Changes of intestinal microbiome and its relationship with painful diabetic neuropathy in rats.

Abstract

Objective: To analyze the gut bacterial microbiome in rats with painful diabetic neuropathy (PDN) compared to normal rats.

Methods: Type 2 diabetes was induced in rats via a high-fat and high-sugar diet combined with a low dose of streptozotocin. Glucose metabolism and insulin sensitivity were evaluated using intraperitoneal glucose tolerance tests and insulin tolerance tests. The progression of peripheral neuropathy was assessed using the mechanical withdrawal threshold and thermal withdrawal latency. Histopathological analysis of rat colon tissues was performed using hematoxylin-eosin staining to observe morphological changes. The expression levels of pro-inflammatory cytokines TNF-α and IL-1β in spinal cord tissues were measured using enzyme-linked immunosorbent assay (ELISA). Fecal samples were then collected for metagenomic sequencing and analysis.
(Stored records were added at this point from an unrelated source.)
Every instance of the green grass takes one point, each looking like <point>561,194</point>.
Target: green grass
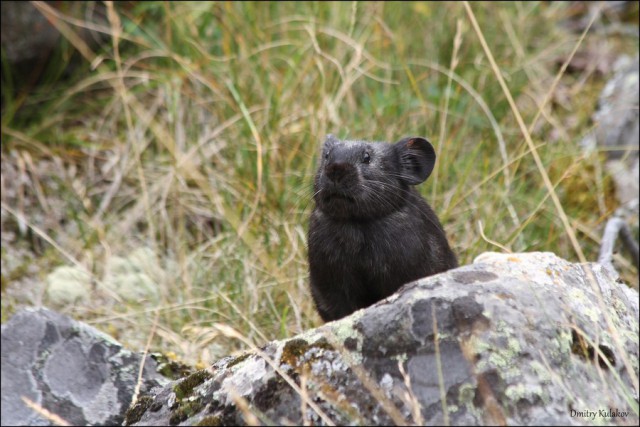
<point>197,139</point>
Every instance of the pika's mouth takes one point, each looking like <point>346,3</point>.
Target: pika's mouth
<point>333,196</point>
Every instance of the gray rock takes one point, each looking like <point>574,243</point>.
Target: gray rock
<point>521,339</point>
<point>68,368</point>
<point>617,129</point>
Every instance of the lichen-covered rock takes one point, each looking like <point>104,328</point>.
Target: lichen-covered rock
<point>511,339</point>
<point>68,368</point>
<point>617,130</point>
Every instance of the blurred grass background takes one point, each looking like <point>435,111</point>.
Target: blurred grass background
<point>170,169</point>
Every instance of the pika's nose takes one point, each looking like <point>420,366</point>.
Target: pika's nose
<point>336,172</point>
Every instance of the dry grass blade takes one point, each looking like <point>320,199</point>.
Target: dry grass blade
<point>232,333</point>
<point>554,197</point>
<point>136,390</point>
<point>443,392</point>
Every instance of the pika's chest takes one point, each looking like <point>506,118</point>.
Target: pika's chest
<point>357,241</point>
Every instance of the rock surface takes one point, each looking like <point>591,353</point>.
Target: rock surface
<point>617,129</point>
<point>68,368</point>
<point>521,339</point>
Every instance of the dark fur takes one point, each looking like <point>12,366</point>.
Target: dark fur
<point>371,232</point>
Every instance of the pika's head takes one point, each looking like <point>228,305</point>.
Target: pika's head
<point>368,180</point>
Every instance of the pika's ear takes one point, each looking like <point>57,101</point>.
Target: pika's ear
<point>330,140</point>
<point>417,159</point>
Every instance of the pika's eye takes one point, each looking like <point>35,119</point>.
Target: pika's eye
<point>366,157</point>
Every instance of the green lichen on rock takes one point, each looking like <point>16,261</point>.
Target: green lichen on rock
<point>137,410</point>
<point>185,409</point>
<point>185,387</point>
<point>239,359</point>
<point>296,348</point>
<point>171,369</point>
<point>210,420</point>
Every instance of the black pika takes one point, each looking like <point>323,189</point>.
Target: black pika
<point>370,231</point>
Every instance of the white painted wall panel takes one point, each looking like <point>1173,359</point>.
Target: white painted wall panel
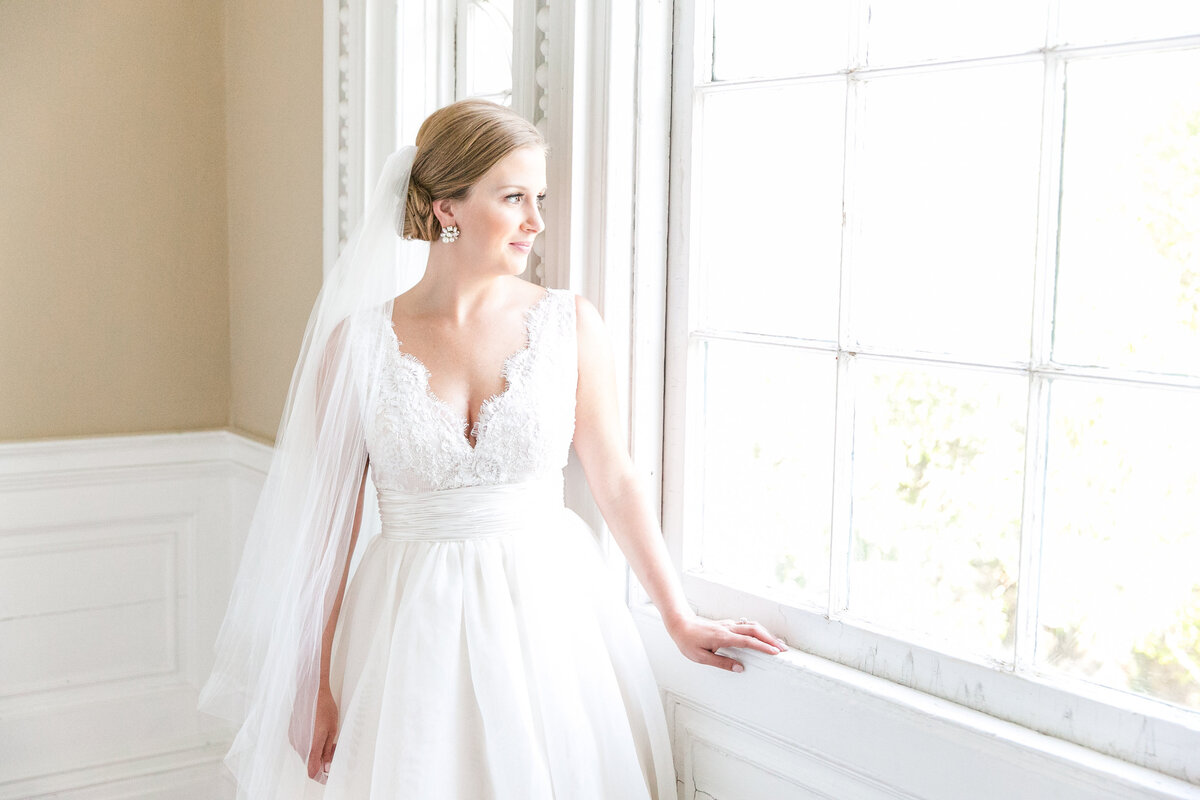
<point>117,558</point>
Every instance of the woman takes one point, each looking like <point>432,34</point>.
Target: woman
<point>477,651</point>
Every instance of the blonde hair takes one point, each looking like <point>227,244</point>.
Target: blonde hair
<point>456,146</point>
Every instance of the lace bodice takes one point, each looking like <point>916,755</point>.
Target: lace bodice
<point>417,441</point>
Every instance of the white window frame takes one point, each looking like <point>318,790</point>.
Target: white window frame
<point>1137,729</point>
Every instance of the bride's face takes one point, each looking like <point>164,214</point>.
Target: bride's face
<point>502,214</point>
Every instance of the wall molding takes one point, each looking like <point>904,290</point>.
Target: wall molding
<point>117,555</point>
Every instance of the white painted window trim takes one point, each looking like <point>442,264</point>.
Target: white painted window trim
<point>387,66</point>
<point>1140,731</point>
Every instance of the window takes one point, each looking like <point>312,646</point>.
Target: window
<point>484,50</point>
<point>935,347</point>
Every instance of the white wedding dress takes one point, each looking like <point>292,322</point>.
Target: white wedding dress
<point>480,651</point>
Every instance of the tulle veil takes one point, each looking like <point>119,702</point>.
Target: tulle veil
<point>267,668</point>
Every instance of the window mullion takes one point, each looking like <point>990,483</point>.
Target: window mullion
<point>844,391</point>
<point>1042,340</point>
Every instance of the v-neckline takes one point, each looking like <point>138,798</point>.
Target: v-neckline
<point>471,433</point>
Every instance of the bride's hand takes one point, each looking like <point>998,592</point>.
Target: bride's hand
<point>699,639</point>
<point>319,752</point>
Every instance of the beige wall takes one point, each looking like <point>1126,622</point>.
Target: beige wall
<point>274,130</point>
<point>160,211</point>
<point>113,268</point>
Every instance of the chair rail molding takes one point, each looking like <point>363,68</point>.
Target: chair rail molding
<point>117,557</point>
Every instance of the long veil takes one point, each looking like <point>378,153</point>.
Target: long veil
<point>268,651</point>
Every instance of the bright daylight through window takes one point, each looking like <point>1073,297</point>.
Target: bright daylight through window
<point>942,346</point>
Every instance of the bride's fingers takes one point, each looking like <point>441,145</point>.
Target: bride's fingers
<point>315,755</point>
<point>714,660</point>
<point>754,629</point>
<point>751,643</point>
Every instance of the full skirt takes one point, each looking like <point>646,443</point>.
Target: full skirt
<point>493,667</point>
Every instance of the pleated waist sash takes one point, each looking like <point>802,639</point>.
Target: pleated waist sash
<point>468,512</point>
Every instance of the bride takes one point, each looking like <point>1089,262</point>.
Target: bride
<point>477,651</point>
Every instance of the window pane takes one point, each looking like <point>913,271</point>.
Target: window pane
<point>1120,577</point>
<point>767,450</point>
<point>936,516</point>
<point>489,64</point>
<point>1095,22</point>
<point>771,38</point>
<point>910,31</point>
<point>771,209</point>
<point>947,204</point>
<point>1128,290</point>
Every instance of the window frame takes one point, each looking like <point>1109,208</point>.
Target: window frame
<point>1129,727</point>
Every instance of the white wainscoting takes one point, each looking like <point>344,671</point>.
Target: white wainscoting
<point>115,559</point>
<point>117,555</point>
<point>798,727</point>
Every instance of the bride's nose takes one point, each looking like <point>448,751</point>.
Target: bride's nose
<point>533,221</point>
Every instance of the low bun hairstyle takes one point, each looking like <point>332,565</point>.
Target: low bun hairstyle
<point>455,148</point>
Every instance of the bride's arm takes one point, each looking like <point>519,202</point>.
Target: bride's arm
<point>623,500</point>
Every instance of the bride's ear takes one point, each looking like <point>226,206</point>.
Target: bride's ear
<point>443,210</point>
Result: Behavioral tests revealed reduced mechanical withdrawal threshold and thermal withdrawal latency in PDN rats. Histological analysis showed significant colonic mucosal damage and inflammatory cell infiltration, suggesting impaired intestinal barrier function. Elevated TNF-α and IL-1β levels in spinal cord tissues further highlight peripheral inflammation's role in PDN. Sequencing analysis revealed significant differences in gut microbiota composition between PDN and control rats, with altered Bacillota/Bacteroidota ratios and increased Lactobacillus abundance. Functional annotation analysis, based on the KEGG, EggNOG, and CAZy databases, indicated significant enrichment of metabolic pathways related to carbohydrate and amino acid metabolism, energy metabolism, and cell structure biogenesis in PDN rats. Cluster analysis identified higher functional clustering in Metabolism and Genetic Information Processing pathways in PDN rats.

Conclusion: This study demonstrates that PDN leads to altered gut microbiota composition, disrupted metabolic pathways, and increased inflammation, contributing to the pathological progression of diabetic neuropathy. This study provides new insights into the interplay between gut microbiota and diabetic neuropathy, offering potential avenues for therapeutic interventions targeting microbiome and metabolism.